How to beginner · 3 min read

How to use StableDiffusionPipeline

Quick answer
Use the StableDiffusionPipeline from the diffusers library to generate images from text prompts in Python. Install the library, load a pretrained model, and call the pipeline with your prompt to get generated images.

PREREQUISITES

  • Python 3.8+
  • pip install diffusers>=0.20.0
  • pip install torch (with CUDA for GPU acceleration recommended)
  • Hugging Face account and access token (if using private models)

Setup

Install the diffusers library and torch for model inference.
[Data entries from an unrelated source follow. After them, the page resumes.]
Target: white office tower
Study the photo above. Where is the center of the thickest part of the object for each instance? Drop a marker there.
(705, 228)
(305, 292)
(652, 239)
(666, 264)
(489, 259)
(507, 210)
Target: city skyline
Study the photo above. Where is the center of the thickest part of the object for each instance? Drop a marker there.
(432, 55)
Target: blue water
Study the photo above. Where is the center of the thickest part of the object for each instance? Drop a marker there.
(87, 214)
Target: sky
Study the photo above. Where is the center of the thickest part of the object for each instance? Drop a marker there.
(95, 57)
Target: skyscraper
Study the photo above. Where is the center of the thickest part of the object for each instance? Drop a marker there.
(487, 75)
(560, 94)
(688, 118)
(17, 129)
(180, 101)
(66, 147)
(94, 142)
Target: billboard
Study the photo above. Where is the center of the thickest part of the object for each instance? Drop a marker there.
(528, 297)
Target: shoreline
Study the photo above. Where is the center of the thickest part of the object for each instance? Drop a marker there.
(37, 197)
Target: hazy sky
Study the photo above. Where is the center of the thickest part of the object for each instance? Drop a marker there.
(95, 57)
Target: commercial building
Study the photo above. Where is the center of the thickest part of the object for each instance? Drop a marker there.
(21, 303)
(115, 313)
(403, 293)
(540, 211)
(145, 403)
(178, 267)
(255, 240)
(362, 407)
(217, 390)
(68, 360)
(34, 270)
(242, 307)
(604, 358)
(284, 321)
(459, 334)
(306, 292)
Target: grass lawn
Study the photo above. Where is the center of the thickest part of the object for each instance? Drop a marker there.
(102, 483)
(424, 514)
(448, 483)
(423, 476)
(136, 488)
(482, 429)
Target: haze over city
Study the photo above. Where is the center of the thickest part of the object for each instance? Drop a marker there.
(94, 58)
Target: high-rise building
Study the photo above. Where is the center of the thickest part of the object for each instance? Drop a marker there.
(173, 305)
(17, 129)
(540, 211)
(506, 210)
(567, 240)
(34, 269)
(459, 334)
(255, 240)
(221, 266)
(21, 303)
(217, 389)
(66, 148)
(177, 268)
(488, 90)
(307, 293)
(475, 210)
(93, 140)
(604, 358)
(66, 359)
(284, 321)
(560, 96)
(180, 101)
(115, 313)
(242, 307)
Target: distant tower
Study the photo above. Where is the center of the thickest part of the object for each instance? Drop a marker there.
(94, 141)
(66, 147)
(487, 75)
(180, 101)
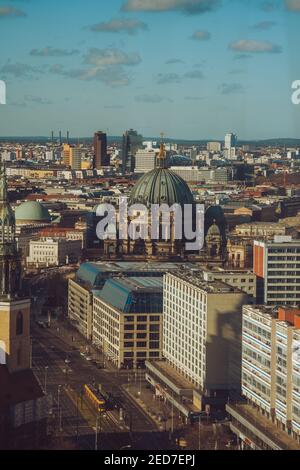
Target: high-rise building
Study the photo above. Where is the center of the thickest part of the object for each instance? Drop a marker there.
(22, 404)
(270, 379)
(67, 155)
(131, 142)
(202, 326)
(230, 141)
(101, 157)
(214, 146)
(277, 266)
(72, 156)
(230, 146)
(145, 160)
(76, 158)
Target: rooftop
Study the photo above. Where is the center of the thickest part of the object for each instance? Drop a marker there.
(133, 295)
(194, 278)
(95, 274)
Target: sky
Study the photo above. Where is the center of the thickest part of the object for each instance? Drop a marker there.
(193, 69)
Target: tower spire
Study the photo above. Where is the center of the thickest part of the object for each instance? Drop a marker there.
(3, 183)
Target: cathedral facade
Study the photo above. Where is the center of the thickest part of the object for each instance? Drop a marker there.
(163, 187)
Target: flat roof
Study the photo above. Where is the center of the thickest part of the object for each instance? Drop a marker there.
(194, 277)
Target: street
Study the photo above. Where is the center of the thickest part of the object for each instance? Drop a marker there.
(70, 417)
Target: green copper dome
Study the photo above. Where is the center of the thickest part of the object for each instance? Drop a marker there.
(32, 211)
(161, 186)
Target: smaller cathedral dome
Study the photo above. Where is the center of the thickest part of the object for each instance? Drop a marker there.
(32, 211)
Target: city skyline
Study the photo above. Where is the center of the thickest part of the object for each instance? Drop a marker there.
(221, 66)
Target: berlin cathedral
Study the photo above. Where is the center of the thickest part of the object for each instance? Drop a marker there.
(162, 186)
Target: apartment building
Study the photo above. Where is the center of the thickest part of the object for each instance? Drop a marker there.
(270, 378)
(80, 308)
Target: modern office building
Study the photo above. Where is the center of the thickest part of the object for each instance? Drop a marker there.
(80, 301)
(277, 267)
(270, 379)
(72, 156)
(53, 252)
(230, 141)
(76, 158)
(91, 278)
(127, 320)
(101, 158)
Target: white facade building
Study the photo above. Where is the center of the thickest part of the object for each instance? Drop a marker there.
(53, 252)
(202, 329)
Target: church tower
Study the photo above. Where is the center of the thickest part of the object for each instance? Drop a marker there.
(14, 307)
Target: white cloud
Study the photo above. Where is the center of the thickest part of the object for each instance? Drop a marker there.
(118, 26)
(186, 6)
(250, 46)
(201, 35)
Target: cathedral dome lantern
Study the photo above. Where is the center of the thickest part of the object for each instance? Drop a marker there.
(161, 186)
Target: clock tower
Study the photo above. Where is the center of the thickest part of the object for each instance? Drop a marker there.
(14, 307)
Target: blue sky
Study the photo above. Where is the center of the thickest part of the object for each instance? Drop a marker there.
(194, 69)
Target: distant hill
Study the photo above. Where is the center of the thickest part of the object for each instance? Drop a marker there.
(275, 142)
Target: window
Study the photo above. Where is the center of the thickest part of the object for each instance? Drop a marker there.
(139, 318)
(19, 326)
(154, 327)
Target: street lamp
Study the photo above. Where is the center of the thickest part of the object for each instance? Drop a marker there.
(45, 384)
(59, 408)
(98, 428)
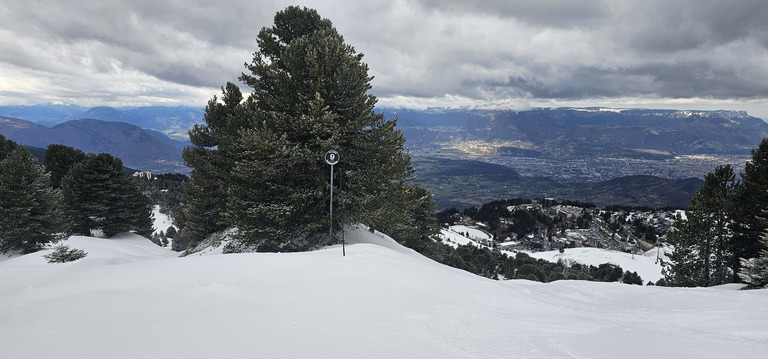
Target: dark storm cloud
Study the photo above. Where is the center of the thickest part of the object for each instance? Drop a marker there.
(156, 51)
(555, 13)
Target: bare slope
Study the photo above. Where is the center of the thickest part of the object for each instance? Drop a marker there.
(131, 299)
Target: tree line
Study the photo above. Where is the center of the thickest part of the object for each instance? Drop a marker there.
(722, 238)
(257, 161)
(69, 193)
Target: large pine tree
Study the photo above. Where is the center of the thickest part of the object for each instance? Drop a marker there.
(702, 242)
(100, 196)
(309, 96)
(30, 213)
(215, 148)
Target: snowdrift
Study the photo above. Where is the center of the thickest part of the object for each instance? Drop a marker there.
(131, 299)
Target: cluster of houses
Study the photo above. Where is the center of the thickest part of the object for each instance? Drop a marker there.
(602, 232)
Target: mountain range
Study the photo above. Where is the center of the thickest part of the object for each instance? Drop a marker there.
(464, 156)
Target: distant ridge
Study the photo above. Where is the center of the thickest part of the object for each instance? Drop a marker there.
(138, 148)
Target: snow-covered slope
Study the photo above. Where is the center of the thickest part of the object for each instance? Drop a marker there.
(131, 299)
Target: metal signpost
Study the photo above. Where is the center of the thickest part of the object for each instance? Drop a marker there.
(332, 158)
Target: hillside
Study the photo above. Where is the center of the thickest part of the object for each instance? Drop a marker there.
(465, 183)
(138, 148)
(129, 298)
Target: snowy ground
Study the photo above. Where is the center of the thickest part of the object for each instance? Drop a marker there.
(131, 299)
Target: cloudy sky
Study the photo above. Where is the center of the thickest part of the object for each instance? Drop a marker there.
(684, 54)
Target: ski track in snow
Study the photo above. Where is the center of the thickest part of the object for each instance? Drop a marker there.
(132, 299)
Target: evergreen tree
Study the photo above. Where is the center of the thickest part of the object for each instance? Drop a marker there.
(6, 146)
(59, 159)
(702, 242)
(212, 155)
(99, 195)
(751, 202)
(754, 271)
(30, 213)
(309, 96)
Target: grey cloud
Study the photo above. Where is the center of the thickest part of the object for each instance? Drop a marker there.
(482, 50)
(671, 26)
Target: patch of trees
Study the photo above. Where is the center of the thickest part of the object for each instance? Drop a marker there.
(496, 265)
(71, 193)
(165, 191)
(722, 238)
(523, 266)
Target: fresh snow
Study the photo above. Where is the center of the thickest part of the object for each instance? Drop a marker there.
(131, 299)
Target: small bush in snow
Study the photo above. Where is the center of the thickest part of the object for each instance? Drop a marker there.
(62, 254)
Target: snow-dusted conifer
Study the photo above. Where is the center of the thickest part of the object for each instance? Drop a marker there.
(30, 213)
(99, 195)
(754, 271)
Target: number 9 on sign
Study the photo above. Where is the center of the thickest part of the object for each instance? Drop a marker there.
(332, 157)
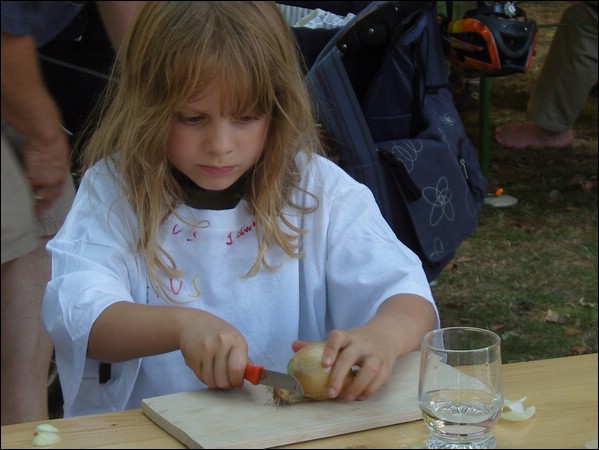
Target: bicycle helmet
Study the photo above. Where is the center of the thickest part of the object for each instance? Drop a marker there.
(494, 39)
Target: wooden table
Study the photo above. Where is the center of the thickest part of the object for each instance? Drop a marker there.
(563, 390)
Optionally, set your Hugging Face token as an environment variable for access to pretrained models.

bash
pip install diffusers torch

Step by step

This example shows how to load the Stable Diffusion model and generate an image from a text prompt.

python
from diffusers import StableDiffusionPipeline
import torch
import os

# Set your Hugging Face token if needed
# os.environ["HUGGINGFACE_TOKEN"] = "your_token_here"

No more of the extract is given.